Blood samples were drawn up to 4 ml in serum separation vacuum tubes and sent to the laboratory. Upon centrifugation at 3000 g for 10 min, a serum sample from every subject for the sIgE measurement was kept at −20°C (storage under 24 hr) or at −80°C (long‐term storage), until the analysis on each of two platforms was performed, on the same day. IgE antibodies specific for listed allergens were quantified by the IMMULITE 2000 (Siemens Medical Solutions Diagnostics, Tarrytown, New York) and UniCAP 100 FEIA (Thermo Fisher Scientific, Waltham, MA, USA) according to the manufacturer's assay protocols.
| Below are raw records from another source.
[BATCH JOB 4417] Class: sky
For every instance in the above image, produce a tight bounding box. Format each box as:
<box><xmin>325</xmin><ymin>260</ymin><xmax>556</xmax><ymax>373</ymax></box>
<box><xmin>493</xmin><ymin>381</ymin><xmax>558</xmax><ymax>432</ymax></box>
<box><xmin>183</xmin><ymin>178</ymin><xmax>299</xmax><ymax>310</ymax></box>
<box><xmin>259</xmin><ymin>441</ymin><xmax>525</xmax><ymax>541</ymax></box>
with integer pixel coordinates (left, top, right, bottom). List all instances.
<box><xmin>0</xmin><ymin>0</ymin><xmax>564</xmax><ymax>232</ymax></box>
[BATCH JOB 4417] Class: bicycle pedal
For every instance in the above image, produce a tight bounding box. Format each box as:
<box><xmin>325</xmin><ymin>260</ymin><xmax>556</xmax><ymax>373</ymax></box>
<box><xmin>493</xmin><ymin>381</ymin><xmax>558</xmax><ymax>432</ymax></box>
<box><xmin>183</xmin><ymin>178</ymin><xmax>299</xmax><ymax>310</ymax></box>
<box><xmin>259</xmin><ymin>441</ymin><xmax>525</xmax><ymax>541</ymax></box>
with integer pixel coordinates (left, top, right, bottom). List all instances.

Serum volume requirements differ among assays; hence, 50 μl per allergen is needed for IMMULITE 2000 and 40 μl per allergen for UniCAP.
Method used
We measured the concentration of circulating sIgE by two methods: UniCAP 100 fluorescence enzyme immunoassay (CAP FEIA) system (Thermo Fisher) and IMMULITE 2000 chemiluminescent immunoassay system (Siemens). The allergens were obtained from the manufacturers and all testing was performed according to their instructions.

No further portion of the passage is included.